Não ganhámos nesse ano e eu também sabia que o projeto não estava suficientemente bem desenvolvido. Nesse processo de escrita e reescrita (que teria que haver necessariamente), descubro a notícia de que havia um grupo de cientistas a fazer este projeto que se vê no filme, e eu pensei “bem, isto é incrível, isto é exatamente o tema do filme”. 

A possibilidade de haver um conjunto de cientistas que está a trabalhar sobre uma série de áreas científicas, desde a geofísica, sismologia, oceanografia, e que vai ter acesso em tempo real aos dados que estão a ser recolhidos no fundo do mar… Pensei, “se calhar podemos virar o projeto para esta pesquisa ligada aos cabos submarinos”…

E acabam por estar todas essas áreas representadas. Inspiraste-te em algumas dessas pessoas com quem te cruzaste?

Não especificamente nas pessoas, mas no conjunto de cientistas e no que eles estão a fazer e no que vai acontecer. O projeto científico que se vê no filme existe, vai acontecer em Portugal. É um projeto pioneiro. É tudo verdade. Essa parte é toda verdade. A parte dramatúrgica, ou seja, a Marta, é que não foi inspirada em nenhuma cientista.

O que acontece é que, de repente, estava a conhecer uma série de cientistas diferentes, homens e mulheres de várias áreas, e havia mais do que uma mulher dessa área a dizer que se reviam completamente naquele papel. Inclusive, uma das cientistas que conhecia, também sismóloga, começou a ler o guião, porque eu precisava de feedback em termos de rigor científico, e disse: “De repente pensava que era eu. Que a Marta era eu”. Mas não foi inspirado nesta cientista, nem em nenhuma especificamente. Há é o lado de eles se reverem nos papéis que foram criados. 

Antes do acompanhamento dos cientistas na reescrita do guião, tinhas acesso a essa linguagem?

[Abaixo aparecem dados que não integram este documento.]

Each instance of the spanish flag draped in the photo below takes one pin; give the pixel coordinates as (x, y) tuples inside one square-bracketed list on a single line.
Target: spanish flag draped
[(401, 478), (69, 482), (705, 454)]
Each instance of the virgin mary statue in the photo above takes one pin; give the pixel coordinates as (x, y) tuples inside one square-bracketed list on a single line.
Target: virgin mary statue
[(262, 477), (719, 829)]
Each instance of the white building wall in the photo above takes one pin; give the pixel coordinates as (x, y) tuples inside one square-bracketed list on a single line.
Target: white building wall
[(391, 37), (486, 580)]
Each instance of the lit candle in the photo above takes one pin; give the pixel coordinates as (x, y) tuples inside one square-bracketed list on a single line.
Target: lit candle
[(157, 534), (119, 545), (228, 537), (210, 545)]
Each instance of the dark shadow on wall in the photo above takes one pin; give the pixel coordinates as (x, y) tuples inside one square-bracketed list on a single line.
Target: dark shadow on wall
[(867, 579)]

Sinto que quando se trata de filmes ligados à ciência, há sempre uma personagem que serve para “traduzir” as partes mais difíceis: “agora diz-me lá isto em português”. 

Aqui não houve essa tentativa de “estupidificação” do público e acho curioso que as pessoas que menos percebem do tema são ministros ou similares, naquelas reuniões burocráticas.  Ainda assim, há uma preocupação de haver explicação direta, sem o alarmismo de um apocalipse.

Nem era essa a intenção. Este não é um filme de catástrofe. Também não é propriamente ficção científica, apesar de ser ficção e sobre ciência, mas é um filme sobre a antecâmara de uma tragédia. É um ensaio sobre a natureza humana.

Existe uma peça do (Henrik) Ibsen, que é o Inimigo do Povo, que é precisamente sobre um alarme criado a partir de uma descoberta relacionada com a ciência. Nela, o que interessa discutir é a parte ética, a parte de confronto entre vários pólos em que há pessoas que defendem a ciência pura e a defesa dos valores humanísticos de defesa da população, e do outro lado, pessoas com outro tipo de interesses. No fundo, espelham um pouco o que acontece na sociedade.

Essas reuniões são interessantes — será que este filme poderá ser usado como uma base para um protocolo? 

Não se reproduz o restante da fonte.